① 3 mL of LB containing Amp, Kan, glucose (final concentration of mass of glucose is 0.5 percent) and 30 microL of sterile water
② 3 mL of LB containing Amp, Kan and 30 microL of 2 mM arabinose (final concentration of arabinose is 20 microM)
③ 3 mL of LB containing Amp, Kan and 30 microL of 20 mM arabinose (final concentration of arabinose is 200 microM)
④ 3 mL of LB containing Amp, Kan and 30 microL of 500 mM arabinose (final concentration of arabinose is 5 mM)
12. Grow the samples at 37 ℃ for 6.5 hours.
13. Measure OD590 of all the samples every hour.

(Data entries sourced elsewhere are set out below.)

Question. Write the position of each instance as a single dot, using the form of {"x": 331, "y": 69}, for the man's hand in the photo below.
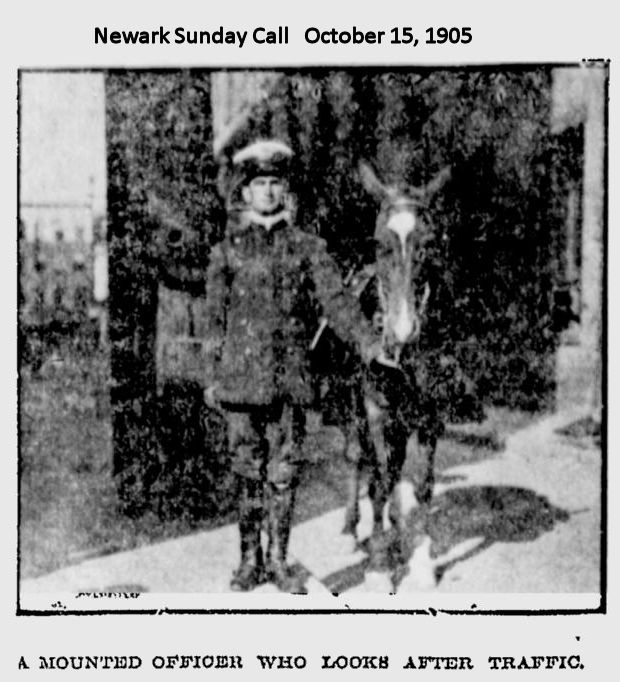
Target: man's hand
{"x": 371, "y": 351}
{"x": 210, "y": 397}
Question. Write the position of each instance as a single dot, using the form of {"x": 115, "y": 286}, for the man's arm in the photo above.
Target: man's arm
{"x": 215, "y": 309}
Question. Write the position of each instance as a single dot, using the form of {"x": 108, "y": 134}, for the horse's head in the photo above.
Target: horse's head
{"x": 400, "y": 237}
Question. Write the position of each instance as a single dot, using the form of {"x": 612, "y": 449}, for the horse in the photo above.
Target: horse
{"x": 387, "y": 407}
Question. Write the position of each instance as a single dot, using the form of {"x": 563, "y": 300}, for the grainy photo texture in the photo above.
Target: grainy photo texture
{"x": 329, "y": 331}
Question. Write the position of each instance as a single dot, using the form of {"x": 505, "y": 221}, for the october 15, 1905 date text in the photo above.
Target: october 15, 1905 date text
{"x": 398, "y": 35}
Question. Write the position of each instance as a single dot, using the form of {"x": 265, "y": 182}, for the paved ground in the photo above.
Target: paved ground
{"x": 525, "y": 521}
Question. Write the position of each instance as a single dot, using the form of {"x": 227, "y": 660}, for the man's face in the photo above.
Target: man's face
{"x": 265, "y": 194}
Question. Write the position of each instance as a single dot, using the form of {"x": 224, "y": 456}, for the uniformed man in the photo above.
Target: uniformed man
{"x": 267, "y": 282}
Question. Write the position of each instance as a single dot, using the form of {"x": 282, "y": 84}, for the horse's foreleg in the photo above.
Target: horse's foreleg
{"x": 379, "y": 482}
{"x": 353, "y": 458}
{"x": 422, "y": 566}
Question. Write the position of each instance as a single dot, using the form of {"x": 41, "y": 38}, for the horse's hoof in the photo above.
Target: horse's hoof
{"x": 422, "y": 575}
{"x": 350, "y": 527}
{"x": 377, "y": 581}
{"x": 347, "y": 544}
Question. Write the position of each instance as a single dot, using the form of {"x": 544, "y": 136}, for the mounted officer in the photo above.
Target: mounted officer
{"x": 268, "y": 282}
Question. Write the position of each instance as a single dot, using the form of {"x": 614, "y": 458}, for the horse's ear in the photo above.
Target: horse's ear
{"x": 370, "y": 181}
{"x": 437, "y": 182}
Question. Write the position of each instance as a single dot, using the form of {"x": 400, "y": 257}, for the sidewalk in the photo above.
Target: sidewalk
{"x": 527, "y": 520}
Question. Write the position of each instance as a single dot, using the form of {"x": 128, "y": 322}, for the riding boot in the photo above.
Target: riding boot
{"x": 278, "y": 571}
{"x": 251, "y": 570}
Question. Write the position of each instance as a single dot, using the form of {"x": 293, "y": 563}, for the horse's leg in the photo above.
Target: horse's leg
{"x": 379, "y": 483}
{"x": 421, "y": 566}
{"x": 354, "y": 462}
{"x": 399, "y": 506}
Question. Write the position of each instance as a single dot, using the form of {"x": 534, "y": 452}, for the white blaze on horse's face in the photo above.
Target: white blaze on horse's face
{"x": 402, "y": 223}
{"x": 398, "y": 235}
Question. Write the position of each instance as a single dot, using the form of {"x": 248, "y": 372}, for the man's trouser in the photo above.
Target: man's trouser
{"x": 265, "y": 445}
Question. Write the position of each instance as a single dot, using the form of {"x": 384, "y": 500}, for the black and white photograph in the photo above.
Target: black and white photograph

14. Start preparing the flow cytometer 1 h before the end of incubation.
15. After the incubation, take the samples, and centrifuge at 9000x g, 1min, 4℃.
16. Remove the supernatant by using P1000 pipette
17. Add 1 mL of filtered PBS (phosphate-buffered saline) and suspend. (The ideal of OD is 0.3)
18. Dispense all of each suspension into a disposable tube through a cell strainer.
19. Use flow cytometer to measure the fluorescence of GFP. (We used BD FACSCaliburTM Flow Cytometer of Becton, Dickenson and Company.)